You could see uncomfortable awareness shimmy through the audience, 60 or so people, mostly white, most bearing the good teeth and shoes of relative comfort: She is talking about me.
“We can’t simply participate in moments any more,” Hayes continued, her voice shaking with emotion. “Building culture, building community in addition to taking action is what movement work looks like. An event like the Women’s March, or a major sit-in downtown, we need this.But we also need to be actively figuring out how does each of us contribute to the subversion full time. What do you have to give to the resistance? Because there has to be an actual resistance.”
“Imagine a reality in which the values of social justice do not need to be defensively guarded by a righteous few—because those values have been woven into the fabric of society itself.”
That’s longtime grassroots organizer Jonathan Matthew Smucker, whose book Hegemony How-To: A Roadmap for Radicals tries to offer strategic answers to that pesky question, “How do we get there?”
Much of his answer boils down to a central premise: that “the larger social world must always be our starting place and our touchstone. We have to meet people where they are at.”
Solnit again: “Hope locates itself in the premises that we don’t know what will happen and that in the spaciousness of uncertainty there is room to act.”
So, in the face of despair and division, where does “the resistance” go from here, in search of hope?
To echo Smucker, and many others, it goes home. It goes local. Because the most effective organizing doesn’t get done on Facebook, or in Congress—it happens face to face, door to door, neighbor to neighbor. As my friend Bob, a lawyer and longtime community organizer is fond of saying, “Signs don’t vote.” And there’s no moment more fraught with uncertainty than the space between ringing a doorbell and a door opening to reveal another person as confused as you are.
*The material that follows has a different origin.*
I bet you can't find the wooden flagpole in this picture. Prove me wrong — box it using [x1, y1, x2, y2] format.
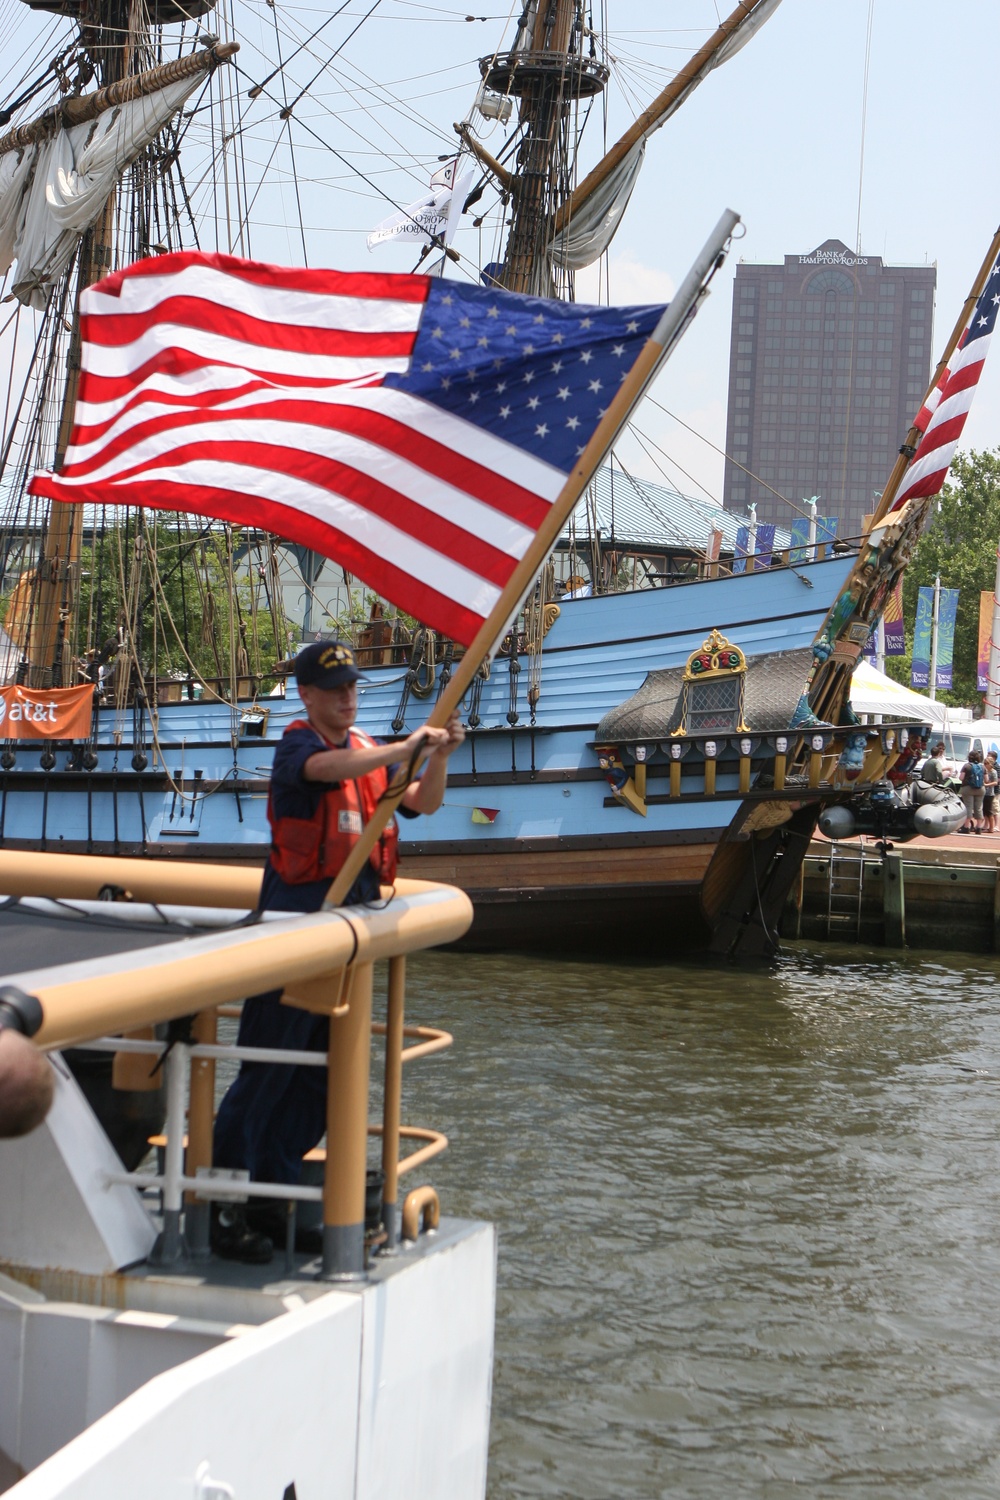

On the morning of the Indivisible meeting, I went out canvassing with a group from Grassroots Illinois Action, a long-standing progressive group focused on mobilizing voters around neighborhood issues, like funding the local park beach. Canvassing, as anyone who’s done it knows, can be boring and lonely, especially in February. Door after door is closed in your face or never answered at all. Without an election to organize around, the morning canvass centered on the drab task of collecting names and emails, and encouraging voters to get involved in local politics by attending an upcoming house party or info session.
I worried this wasn’t sexy enough to open many doors, and, sure enough, my partner and I rang doorbell after doorbell to little response. And then, we got to unit “F” in a bank of confusingly numbered townhomes. We buzzed, and the door opened tentatively. We were in the wrong place, the homeowner told us. She wasn’t the name on our list, but did we want to come in anyway? She opened the door wider to reveal about a dozen women clustered around a table, making signs and writing postcards. It was their Women’s March group. They were working on next steps, they were mobilized and they were eager to hear what we had to say.